Targeted therapies have transformed AML management. FLT3 inhibitors like midostaurin and gilteritinib improve outcomes in FLT3-mutated disease, particularly when combined with chemotherapy or used in relapsed settings. IDH1 and IDH2 inhibitors, such as ivosidenib and enasidenib, promote leukemic cell differentiation, offering alternatives to cytotoxic chemotherapy. For older patients or those unfit for intensive therapy, hypomethylating agents like azacitidine and decitabine provide a less toxic option, often combined with the BCL-2 inhibitor venetoclax to enhance response rates. These regimens have expanded treatment possibilities, demonstrating improved survival in clinical trials.

Prognostic Factors

AML prognosis is influenced by genetic, clinical, and treatment-related variables. Cytogenetic abnormalities remain key predictors, with favorable-risk groups, such as those with t(8;21) or inv(16), showing higher remission rates and prolonged survival. In contrast, complex karyotypes, monosomal karyotypes, and TP53 mutations are associated with resistance to conventional therapy and poor survival, often necessitating alternative treatment approaches.
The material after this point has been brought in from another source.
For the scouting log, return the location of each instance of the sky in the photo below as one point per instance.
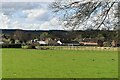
(32, 15)
(28, 16)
Minimal residual disease (MRD) is a critical prognostic indicator, offering insight into treatment response and relapse risk. MRD assessment through flow cytometry or molecular techniques detects residual leukemic cells not evident through standard evaluation. Persistent MRD after induction therapy significantly increases relapse risk, prompting considerations for intensified therapy or transplantation. Additionally, patient factors such as age and performance status influence survival, with older individuals experiencing lower remission rates and increased treatment-related complications. As therapeutic strategies advance, MRD-directed interventions and risk-adapted approaches will remain central to improving AML outcomes.